В самой жестокости этого материала чувствовался накопленный десятилетиями матросский гнев. «Библия моряка» принадлежала к так называемым взрывчатым книгам, хотя и не содержала в себе никаких лозунгов и призывов.
Боцман Миронов несколько затрудняет меня. Я хотел бы сейчас рассказать о нем — здесь это было бы кстати. Но, к сожалению, я уже напечатал рассказ об этом боцмане, а повторять себя по литературным законам нельзя.
Я попытаюсь написать о Миронове с такой же точностью, как и в рассказе, но несколько по-иному.
Самыми резкими отличительными чертами Миронова были глубокая молчаливость и дружелюбно-насмешливый взгляд. Взгляд этот он применял только к тем людям, кого считал «стоящими чудаками».
Миронов много плавал на Тихом океане. С биографией его вряд ли справился бы даже такой писатель, как Стивенсон. Да, пожалуй, никто даже из самых настойчивых писателей ее бы не осилил потому, что выпытать у Миронова что-либо о нем самом было невозможно.
Я все же выудил у Миронова некоторые черты его биографии. Она была революционной в самом ясном значении этого слова. Прежде всего, Миронов никогда не давал спуску собакам-капитанам и их прислужникам — боцманам.
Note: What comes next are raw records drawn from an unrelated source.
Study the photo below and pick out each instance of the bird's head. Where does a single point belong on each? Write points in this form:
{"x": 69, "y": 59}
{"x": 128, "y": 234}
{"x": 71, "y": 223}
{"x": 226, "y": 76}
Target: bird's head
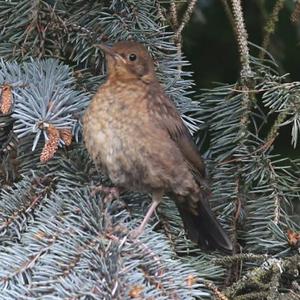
{"x": 129, "y": 60}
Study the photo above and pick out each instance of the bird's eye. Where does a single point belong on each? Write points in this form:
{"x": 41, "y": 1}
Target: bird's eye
{"x": 132, "y": 57}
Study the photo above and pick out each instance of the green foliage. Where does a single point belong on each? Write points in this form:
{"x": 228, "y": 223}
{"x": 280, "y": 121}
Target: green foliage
{"x": 58, "y": 239}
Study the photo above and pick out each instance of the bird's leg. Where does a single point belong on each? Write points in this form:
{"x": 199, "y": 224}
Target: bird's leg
{"x": 156, "y": 198}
Он верил во всемогущее братство трудящихся и считал, что для революционной работы морская профессия самая подходящая.
— Возможности большие! — говорил он. — Как пароходный дым швыряет по ветру, так и мы разносим по всему миру слово «интернационал». Это понимать надо.
Потом я бился два месяца, пока установил, что, во-первых, Миронов видел первый пароход, сделанный из стекла, что, во-вторых, он два месяца просидел в тюрьме в Нью-Орлеане за то, что вступился за негров и устроил драку с полицией («Полисменов мы выворотили наизнанку», — скромно говорил он по поводу этой драки), и что, в-третьих, он был на архипелаге Кергуелен, носившем у моряков название «Островов Отчаяния».
Больше высосать из Миронова ничего не удалось. Я махнул на него рукой.
Его воспоминания, если можно так выразиться, носили преимущественно климатический характер.
— Вы были на Новой Гвинее? — спрашивал я Миронова.
— А как же! — меланхолически отвечал Миронов. — Конечно, был. Когда там плаваешь («там» — это значило в Меланезии), так эту Гвинею никак не обойдешь. Она всюду торчит поперек дороги.
— Ну и как?
— Что — как?
— Какие там места?
— Места вроде подходящие, — сообщал Миронов с некоторым сомнением. — Только там до того жарко — чистая парильня! Вам бы определенно не понравилось.